Well, Winston Churchill is alleged to have said, "jaw-jaw is better than war-war", but it sounds to me as though, if Alberta's grievances against Ottawa are as urgent as they seem to be, remedies other than jaw-jaw until sometime in 2026 (when there will maybe be some lind of potential vote on something or other) might be more appropriate. Trump's strategy with Carney strikes me as much more effective:

[Carney's] meeting with Trump is scheduled to take place Tuesday at the White House.

“I’m not sure what he wants to see me about, but I guess he wants to make a deal,” Trump told reporters in the Oval Office on Monday when asked what he expected from the meeting.

. . . Carney, in his first comments Friday following the election, said it was “important to distinguish want from reality,” adding that the upcoming talks would be difficult.

I've got to assume that when Carney mentions "reality", he's referring to the message Trudeau gave Trump at Mar-a-Lago, that any sort of trade reciprocity or increase in defense budget would destroy Canada as a nation.

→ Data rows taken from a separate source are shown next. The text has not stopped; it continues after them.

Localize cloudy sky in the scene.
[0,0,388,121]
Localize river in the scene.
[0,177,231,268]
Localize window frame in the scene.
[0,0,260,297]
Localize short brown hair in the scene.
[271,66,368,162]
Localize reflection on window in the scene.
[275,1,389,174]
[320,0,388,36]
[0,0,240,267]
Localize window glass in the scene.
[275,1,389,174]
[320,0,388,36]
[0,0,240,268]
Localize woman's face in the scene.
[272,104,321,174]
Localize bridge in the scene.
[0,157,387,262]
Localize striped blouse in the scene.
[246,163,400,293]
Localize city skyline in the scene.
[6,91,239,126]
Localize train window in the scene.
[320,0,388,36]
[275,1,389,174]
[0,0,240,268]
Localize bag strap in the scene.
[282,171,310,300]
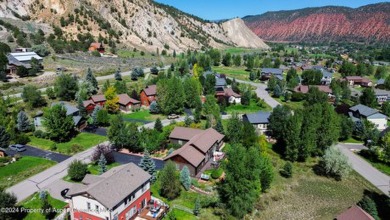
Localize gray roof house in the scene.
[242,111,271,134]
[348,104,387,131]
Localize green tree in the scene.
[359,88,378,108]
[42,104,75,142]
[22,85,46,108]
[54,74,78,101]
[17,111,31,132]
[159,161,181,200]
[98,154,107,175]
[138,150,157,183]
[180,166,191,191]
[0,126,11,148]
[68,160,88,181]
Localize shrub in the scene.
[280,161,293,178]
[320,146,351,180]
[68,160,88,181]
[211,168,223,179]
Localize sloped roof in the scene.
[118,94,140,105]
[144,85,157,96]
[68,163,151,209]
[164,128,225,167]
[336,205,374,220]
[243,111,271,124]
[349,104,378,117]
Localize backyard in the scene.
[0,156,56,188]
[28,133,107,155]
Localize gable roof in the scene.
[118,94,140,105]
[68,163,151,209]
[243,111,271,124]
[336,205,374,220]
[164,128,225,167]
[91,95,106,102]
[349,104,378,117]
[143,85,157,96]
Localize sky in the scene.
[156,0,388,20]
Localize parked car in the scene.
[168,114,179,119]
[9,144,26,152]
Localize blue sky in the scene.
[156,0,388,20]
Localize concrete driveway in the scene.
[337,143,390,196]
[6,145,70,163]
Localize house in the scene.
[348,104,387,131]
[90,95,106,107]
[336,205,374,220]
[67,163,151,220]
[83,100,96,114]
[88,42,105,53]
[7,52,43,74]
[140,85,157,106]
[118,94,141,112]
[345,76,372,87]
[260,68,283,80]
[242,111,271,134]
[164,127,225,176]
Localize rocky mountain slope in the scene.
[0,0,268,52]
[243,3,390,43]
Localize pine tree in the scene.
[180,166,191,191]
[138,150,157,183]
[85,67,99,94]
[115,68,122,81]
[99,154,107,175]
[154,118,163,132]
[17,111,31,132]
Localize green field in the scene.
[213,66,249,80]
[20,193,67,220]
[28,133,107,154]
[255,150,379,219]
[0,156,56,188]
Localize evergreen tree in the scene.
[85,67,99,94]
[180,166,191,191]
[0,126,11,148]
[114,68,122,81]
[159,161,180,200]
[138,150,157,183]
[17,111,31,132]
[98,154,107,175]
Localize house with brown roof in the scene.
[164,127,225,176]
[88,42,105,53]
[118,94,141,112]
[67,163,151,219]
[336,205,374,220]
[90,95,106,107]
[140,85,157,106]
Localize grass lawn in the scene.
[255,148,379,219]
[123,110,166,121]
[212,66,249,80]
[28,133,107,154]
[20,193,67,220]
[0,156,56,188]
[225,99,271,114]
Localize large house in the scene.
[164,127,225,176]
[67,163,151,220]
[140,85,157,106]
[348,104,387,131]
[242,111,271,134]
[7,52,43,74]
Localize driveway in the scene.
[337,143,390,196]
[6,145,70,163]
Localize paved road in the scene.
[337,143,390,195]
[6,145,70,163]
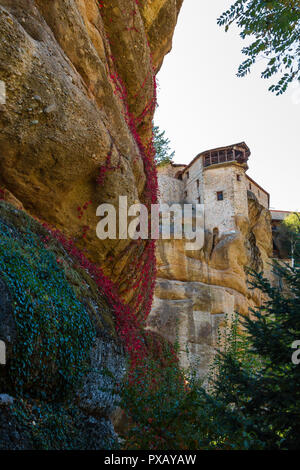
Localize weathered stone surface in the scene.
[0,201,125,450]
[0,0,182,304]
[78,338,126,417]
[147,196,272,376]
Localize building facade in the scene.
[158,142,270,235]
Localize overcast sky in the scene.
[155,0,300,210]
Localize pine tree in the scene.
[153,126,175,165]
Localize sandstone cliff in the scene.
[0,0,183,449]
[148,192,272,376]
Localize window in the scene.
[217,191,224,201]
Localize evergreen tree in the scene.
[153,126,175,165]
[218,0,300,95]
[273,212,300,267]
[212,265,300,450]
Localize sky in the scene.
[154,0,300,211]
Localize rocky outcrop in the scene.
[148,193,272,376]
[0,201,125,450]
[0,0,183,312]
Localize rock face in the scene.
[0,201,125,450]
[0,0,183,316]
[148,192,272,376]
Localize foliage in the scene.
[120,266,300,450]
[118,328,263,450]
[274,212,300,265]
[12,399,86,450]
[153,126,175,165]
[218,0,300,95]
[213,265,300,450]
[0,213,94,400]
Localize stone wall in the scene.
[204,163,248,234]
[246,175,270,209]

I've got to assume that Carney's ready to give the same answer to any proposals for equitable treatment to Premier Smith's Special Negotiating Team. As Trump told Time last week,

[T]he deal is a deal that I choose. View it differently: We are a department store, and we set the price. I meet with the companies, and then I set a fair price, what I consider to be a fair price, and they can pay it, or they don't have to pay it. They don't have to do business with the United States, but I set a tariff on countries.

I continue to think, first, that any problem Trump has with Canada will be resolved much sooner than any problem Alberta has with Ottawa, and second, any resolution to the overall Canadian dilemma will make Premier Smith's plans for Alberta irrelevant fairly quickly.